Ex-companheiro alvo de processo-crime por falsas declarações
Hélder, o ex-companheiro de Fátima, que também teria sido agredido no dia dos factos, teve um depoimento quase todo contrário ao que tinha dito na fase de inquérito. Negou ter visto armas, assumiu que foi ele a dar o primeiro murro e garantiu que dois dos três irmãos arguidos nunca chegaram a entrar na casa. Em vez das sete pessoas que disse terem entrado na residência, só vira três. Por fim, o telemóvel que começou por dizer ter-lhe sido roubado afinal estava debaixo de um sofá. As contradições mereceram o anúncio por parte do Ministério Público de que iria ser alvo de um processo-crime por faltas declarações.
Depois de a principal ofendida não ter querido prestar declarações por ser mãe de três dos arguidos, a segunda alegada vítima teve um depoimento que deixou sem fundamentos grande parte da acusação. Hélder, que revelou ter sido diagnosticado com esquizofrenia, pediu desculpa por ter identificado erradamente um dos arguidos. “Estou aqui a fazer um esforço. A puxar, a puxar, a puxar… Isto não é fácil como eu estou. Não me lembro. Não vou dizer que vi sem me lembrar”, explicou.

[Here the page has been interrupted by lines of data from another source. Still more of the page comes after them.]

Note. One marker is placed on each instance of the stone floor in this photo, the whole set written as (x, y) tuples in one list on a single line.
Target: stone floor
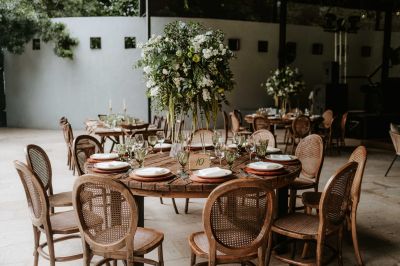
[(378, 214)]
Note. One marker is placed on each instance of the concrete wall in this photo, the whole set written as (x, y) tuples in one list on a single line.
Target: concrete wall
[(42, 87)]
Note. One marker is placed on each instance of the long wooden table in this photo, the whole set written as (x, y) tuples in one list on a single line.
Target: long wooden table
[(186, 188)]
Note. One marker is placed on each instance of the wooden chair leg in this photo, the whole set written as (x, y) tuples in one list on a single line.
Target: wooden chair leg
[(175, 208), (390, 166), (186, 205), (36, 237), (355, 239)]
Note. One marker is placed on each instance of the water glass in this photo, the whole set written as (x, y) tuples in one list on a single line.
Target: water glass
[(161, 139)]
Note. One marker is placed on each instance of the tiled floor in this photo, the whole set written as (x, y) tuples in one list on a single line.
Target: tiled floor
[(378, 214)]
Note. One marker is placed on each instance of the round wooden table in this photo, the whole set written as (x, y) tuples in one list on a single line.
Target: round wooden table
[(186, 188)]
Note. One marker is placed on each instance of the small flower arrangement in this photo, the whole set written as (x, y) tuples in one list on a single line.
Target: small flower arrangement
[(284, 82), (187, 70)]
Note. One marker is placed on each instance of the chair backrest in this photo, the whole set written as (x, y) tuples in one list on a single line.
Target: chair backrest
[(39, 162), (335, 198), (310, 152), (237, 215), (202, 135), (261, 122), (264, 134), (36, 196), (235, 122), (226, 125), (359, 155), (107, 213), (327, 116), (301, 126), (83, 147), (396, 141)]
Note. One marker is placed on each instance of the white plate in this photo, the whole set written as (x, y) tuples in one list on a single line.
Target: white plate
[(104, 156), (164, 145), (213, 172), (282, 157), (273, 150), (151, 171), (112, 165), (199, 145), (265, 166)]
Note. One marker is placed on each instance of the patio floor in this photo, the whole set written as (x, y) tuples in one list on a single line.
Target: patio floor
[(378, 213)]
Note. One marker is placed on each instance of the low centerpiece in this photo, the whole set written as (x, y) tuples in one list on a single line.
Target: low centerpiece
[(282, 84), (187, 72)]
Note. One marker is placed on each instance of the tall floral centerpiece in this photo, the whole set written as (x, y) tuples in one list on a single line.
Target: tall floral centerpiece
[(187, 71), (282, 84)]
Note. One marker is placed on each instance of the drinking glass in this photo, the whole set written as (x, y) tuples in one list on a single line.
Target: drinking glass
[(139, 140), (152, 140), (161, 139), (219, 152), (230, 157), (140, 154), (183, 157)]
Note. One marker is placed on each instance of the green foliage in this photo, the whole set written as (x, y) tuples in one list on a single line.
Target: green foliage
[(22, 20)]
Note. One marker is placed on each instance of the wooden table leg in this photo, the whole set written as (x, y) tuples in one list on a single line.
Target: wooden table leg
[(140, 205)]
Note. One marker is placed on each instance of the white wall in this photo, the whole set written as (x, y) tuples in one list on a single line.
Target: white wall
[(42, 87)]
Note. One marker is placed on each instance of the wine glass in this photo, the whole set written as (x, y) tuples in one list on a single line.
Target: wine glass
[(183, 157), (230, 157), (152, 140), (161, 139), (139, 140), (219, 152), (140, 154)]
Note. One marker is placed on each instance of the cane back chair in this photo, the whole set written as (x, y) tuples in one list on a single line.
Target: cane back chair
[(311, 199), (39, 162), (330, 220), (62, 223), (117, 237), (83, 147), (264, 134), (236, 223), (310, 153)]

A juíza perguntou se tinha sido ameaçado e lembrou-lhe que há várias pessoas presas por causa das declarações que ele e a ex-companheira prestaram. “Tomara eu, pela alma da minha mãe não estar assim como estou. Tomo cinco comprimidos para dormir. Tinha uma pessoa a dizer mal deles”, justificou, frisando que terá sido a sua ex-companheira a dizer que tinha de os identificar.
Hélder contou que, no dia dos factos, saiu de casa e viu quatro pessoas a correr contra si, dois dos irmãos, Estrela e um outro homem. Assumiu que deu o primeiro soco e envolveu-se com Domingos e Luciano. Depois, só viu os outros dois homens a saírem da sua casa já com os meninos. E ainda viu Patrícia a sair de casa, nas suas costas. Eles foram todos embora. Hélder entrou em casa e viu que Fátima tinha uma marca no nariz. “E o cabelo?”, perguntou o magistrado do Ministério Público. “Sou sincero, nem reparei no cabelo. Ela tinha sempre o cabelo amarrado”. Estrela não se conteve e soltou um sonoro “piu”.
Depois, a pedido de vários dos advogados de defesa, Hélder virou-se para trás e admitiu que não conhecia três dos arguidos que antes tinha identificado, um dos quais está em prisão domiciliária há cerca de um ano. “Confundi com outro rapaz. Não imagina como está a minha cabeça desde esse dia. Passo noites e dias sem dormir”, justificou.
Plano para recuperar duas crianças à guarda da avó
Segundo a acusação, os nove arguidos, quase todos da mesma família, engendraram um plano para recuperar duas crianças que estavam à guarda da avó, desde que esta se separara do patriarca da família, em 2020. O Ministério Público sustenta que os arguidos descobriram a residência da mulher e invadiram-na armados com pistolas e facas. Ameaçaram Fátima e agrediram-na e ao companheiro até aquela desmaiar, cortaram-lhe o cabelo e levaram os dois menores. Ainda nesse dia, os três irmãos fizeram um vídeo no Facebook a gabarem-se dos atos, mostrando o cabelo cortado à própria mãe como prova dos atos.
Todos os arguidos estão acusados da prática, em coautoria, de dois crimes de rapto (dos menores), dois de sequestro, dois de roubos, dois de ofensas à integridade física qualificada, dois crimes de ameaça e um crime de dano. Um dos arguidos responde também por detenção arma proibida. Os três irmãos Dias, Luciano, Domingos (filho) e Patrícia e o companheiro desta, Estrela Saavedra, estão em prisão preventiva. O julgamento começou esta quarta-feira no Tribunal de São João Novo, no Porto.